Now let's look at an application of this formula.

Example \(\PageIndex{1}\)

Assume there are two species of green beings on Mars. The mean height of \(\text{Species 1}\) is \(32\) while the mean height of \(\text{Species 2}\) is \(22\). The variances of the two species are \(60\) and \(70\), respectively and the heights of both species are normally distributed. You randomly sample \(10\) members of \(\text{Species 1}\) and \(14\) members of \(\text{Species 2}\). What is the probability that the mean of the \(10\) members of \(\text{Species 1}\) will exceed the mean of the \(14\) members of \(\text{Species 2}\) by \(5\) or more? Without doing any calculations, you probably know that the probability is pretty high since the difference in population means is \(10\). But what exactly is the probability?

Solution

First, let's determine the sampling distribution of the difference between means. Using the formulas above, the mean is

\[\mu _{M_1-M_2}=32-22=10\]

The standard error is:

\[\sigma _{M_1-M_2}=\sqrt{\frac{60}{10}+\frac{70}{14}}=3.317\]

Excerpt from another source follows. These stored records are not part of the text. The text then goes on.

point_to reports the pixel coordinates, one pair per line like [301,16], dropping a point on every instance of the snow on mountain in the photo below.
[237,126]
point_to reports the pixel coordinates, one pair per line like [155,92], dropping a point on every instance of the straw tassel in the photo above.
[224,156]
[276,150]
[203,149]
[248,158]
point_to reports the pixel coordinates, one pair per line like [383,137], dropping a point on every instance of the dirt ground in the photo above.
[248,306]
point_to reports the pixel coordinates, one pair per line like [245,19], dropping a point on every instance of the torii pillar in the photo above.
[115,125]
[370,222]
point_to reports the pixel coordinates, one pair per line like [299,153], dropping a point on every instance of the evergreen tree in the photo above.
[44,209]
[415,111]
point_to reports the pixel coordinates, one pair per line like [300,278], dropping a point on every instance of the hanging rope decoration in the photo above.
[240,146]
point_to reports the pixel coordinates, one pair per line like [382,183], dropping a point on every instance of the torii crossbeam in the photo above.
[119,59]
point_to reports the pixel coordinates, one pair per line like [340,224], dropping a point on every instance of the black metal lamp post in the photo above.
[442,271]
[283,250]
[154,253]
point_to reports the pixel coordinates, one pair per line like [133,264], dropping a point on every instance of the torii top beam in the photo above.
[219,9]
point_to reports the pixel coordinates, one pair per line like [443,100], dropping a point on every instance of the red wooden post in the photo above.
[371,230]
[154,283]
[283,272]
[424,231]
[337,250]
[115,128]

The sampling distribution is shown in Figure \(\PageIndex{1}\). Notice that it is normally distributed with a mean of \(10\) and a standard deviation of \(3.317\). The area above \(5\) is shaded blue.

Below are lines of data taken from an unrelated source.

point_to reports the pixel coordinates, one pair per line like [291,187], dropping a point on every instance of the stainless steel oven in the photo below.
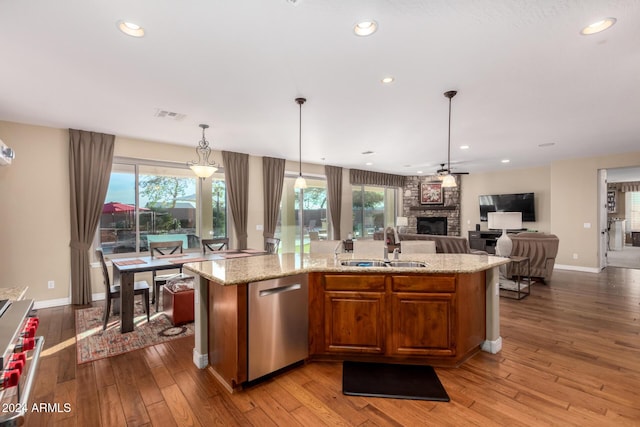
[21,350]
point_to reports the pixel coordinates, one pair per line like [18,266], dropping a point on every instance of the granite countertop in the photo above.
[263,267]
[13,294]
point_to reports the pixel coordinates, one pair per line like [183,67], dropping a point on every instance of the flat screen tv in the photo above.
[520,202]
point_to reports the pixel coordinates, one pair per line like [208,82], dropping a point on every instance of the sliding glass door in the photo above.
[373,210]
[303,215]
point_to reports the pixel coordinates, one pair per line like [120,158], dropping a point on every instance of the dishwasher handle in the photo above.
[279,290]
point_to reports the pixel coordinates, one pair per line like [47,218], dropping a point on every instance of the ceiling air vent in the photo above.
[164,114]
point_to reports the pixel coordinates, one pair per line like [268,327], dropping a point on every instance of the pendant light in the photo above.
[449,180]
[301,183]
[203,168]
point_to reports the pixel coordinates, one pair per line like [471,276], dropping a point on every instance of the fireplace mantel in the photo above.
[433,208]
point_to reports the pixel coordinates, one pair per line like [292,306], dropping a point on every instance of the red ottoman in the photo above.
[178,306]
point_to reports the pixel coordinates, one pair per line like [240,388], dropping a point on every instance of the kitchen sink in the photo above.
[363,263]
[373,263]
[409,264]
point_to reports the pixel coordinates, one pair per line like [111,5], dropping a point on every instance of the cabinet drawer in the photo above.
[353,282]
[436,283]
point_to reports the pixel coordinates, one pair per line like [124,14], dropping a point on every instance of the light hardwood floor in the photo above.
[571,356]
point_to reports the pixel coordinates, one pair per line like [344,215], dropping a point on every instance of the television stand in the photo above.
[484,240]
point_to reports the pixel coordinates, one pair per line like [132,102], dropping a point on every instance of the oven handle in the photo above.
[17,418]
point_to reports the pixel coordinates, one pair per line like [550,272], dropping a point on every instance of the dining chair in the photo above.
[157,249]
[271,244]
[417,247]
[213,245]
[112,291]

sampling distribution.gif — Figure \(\PageIndex{1}\): The sampling distribution of the difference between means

The last step is to determine the area that is shaded blue. Using either a \(Z\) table or the normal calculator, the area can be determined to be \(0.934\). Thus the probability that the mean of the sample from \(\text{Species 1}\) will exceed the mean of the sample from \(\text{Species 2}\) by \(5\) or more is \(0.934\).

As shown below, the formula for the standard error of the difference between means is much simpler if the sample sizes and the population variances are equal. When the variances and samples sizes are the same, there is no need to use the subscripts \(1\) and \(2\) to differentiate these terms.

\[\sigma _{M_1-M_2}=\sqrt{\frac{\sigma _1^2}{n_1}+\frac{\sigma _2^2}{n_2}}=\sqrt{\frac{\sigma ^2}{n}+\frac{\sigma ^2}{n}}=\sqrt{\frac{2\sigma ^2}{n}}\]

This simplified version of the formula can be used for the following problem.

Example \(\PageIndex{2}\)

The mean height of \(15\)-year-old boys (in cm) is \(175\) and the variance is \(64\). For girls, the mean is \(165\) and the variance is \(64\). If eight boys and eight girls were sampled, what is the probability that the mean height of the sample of girls would be higher than the mean height of the sample of boys? In other words, what is the probability that the mean height of girls minus the mean height of boys is greater than \(0\)?

Solution

As before, the problem can be solved in terms of the sampling distribution of the difference between means (girls - boys). The mean of the distribution is 165 - 175 = -10. The standard deviation of the distribution is:

\[\sigma _{M_1-M_2}=\sqrt{\frac{2\sigma ^2}{n}}=\sqrt{\frac{(2)(64)}{8}}=4\]

A graph of the distribution is shown in Figure \(\PageIndex{2}\). It is clear that it is unlikely that the mean height for girls would be higher than the mean height for boys since in the population boys are quite a bit taller. Nonetheless it is not inconceivable that the girls' mean could be higher than the boys' mean.

boy_girl example.gif — Figure \(\PageIndex{2}\): Sampling distribution of the difference between mean heights

A difference between means of 0 or higher is a difference of \(10/4 = 2.5\) standard deviations above the mean of \(-10\). The probability of a score \(2.5\) or more standard deviations above the mean is \(0.0062\).